T. gondii IgG ELISA. T. gondii IgG ELISA results for all pigs from week 0 to 70 post vaccination. Plots show observed ELISA value of each pig (small dots), estimated mean ELISA value of each group (large solid dots joined by solid line) and corresponding 95% confidence intervals (shaded region). The vertical dashed line indicates the point at which pigs were challenged with 1000 M4 T. gondii oocysts. The horizontal dashed line indicates when animals were classed as seropositive for T. gondii.G1 = Oocyst (M4) challenged pigs, G2 = Vaccinated (S48) and oocyst (M4) challenged pigs, G3 = Vaccinated (S48) pigs, G4 = Negative control pigs.

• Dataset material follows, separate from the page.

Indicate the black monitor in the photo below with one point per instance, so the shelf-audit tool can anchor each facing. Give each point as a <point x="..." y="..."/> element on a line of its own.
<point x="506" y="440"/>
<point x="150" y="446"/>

Quantification of histopathological lesions and immunohistochemistry labelling of porcine tissues

Histological examination of the brain from the infected pigs showed mild non purulent perivascular infiltration, randomly distributed, in four animals from G1 and one animal from G2, mainly formed by CD3 positive lymphocytes. Besides these lesions, mild, focal, non-specific infiltration of few mononuclear inflammatory cells, mainly lymphocytes in the lungs and the different muscles studied were found in the all the animals studied. No differences were found between the studied groups regarding these non specific changes. Immunohistochemical labelling showed few intracellular T. gondii tachyzoites-like structures in the jejunal lymph node from one animal from G1 and in the retromandibular lymph node of another animal from G2.

Mouse bioassay

During the 6 week mouse bioassay 75.6% (68/90) of mice survived until the end of the experiment. Twenty two of 90 mice (24.4%) had to be euthanised due to the manifestations of clinical signs of T. gondii infection (ruffled coat, reluctance to move). All of these mice had received tissues from G1 pigs (unvaccinated and challenged with M4 T. gondii oocysts). From G1 mice, four animals were euthanised on day 11 of the experiment, and a further18 mice were euthanised on day 12, which left a total of 51.1% (23/45) of mice surviving until the end of the experiment (day 42) (see Figure 3A). In contrast, all mice, which received tissues from G2 pigs (vaccinated with S48 and challenged with M4 T. gondii oocysts), survived to the end of the experiment, resulting in 100% (45/45) survival of mice (Figure 3A). It was therefore not surprising that the independent two-sample log-rank test of the censored survival data until day 42 of the experiment showed strong evidence (p < 0.001), that mice which received porcine tissues from G2 pigs had a higher probability of survival across the entire range of the experimental period compared with mice which received G1 porcine tissues.

Figure 3
figure 3

Kaplan-Meir survival curves. Kaplan-Meir survival curve in relation to vaccination highlighting proportion of mice that survived when fed tissues from G1 and G2 pigs (A). All mice which received tissues from vaccinated and challenged pigs (G2) survived (blue line) until the end of the bioassay (day 42). Only 51.1% of mice which received tissues from unvaccinated and challenged pigs (G1) survived until the end of the bioassay (day 42). G1 = Mice inoculated with porcine tissues from pigs which were vaccinated (S48) and oocyst (M4) challenged. G2 = Mice which were inoculated with porcine tissues from pigs which were oocyst (M4) challenge. Kaplan-Meir survival curve from mice fed different tissues from pigs in G1 highlighting proportion of mice that survived when fed different tissue types (brain, food and other) (B). Brain = brain tissue, Food = pooled sample of chop, loin, left tricep and left semitendinosus, Other = pooled sample of diaphragm, heart, tongue and masseter.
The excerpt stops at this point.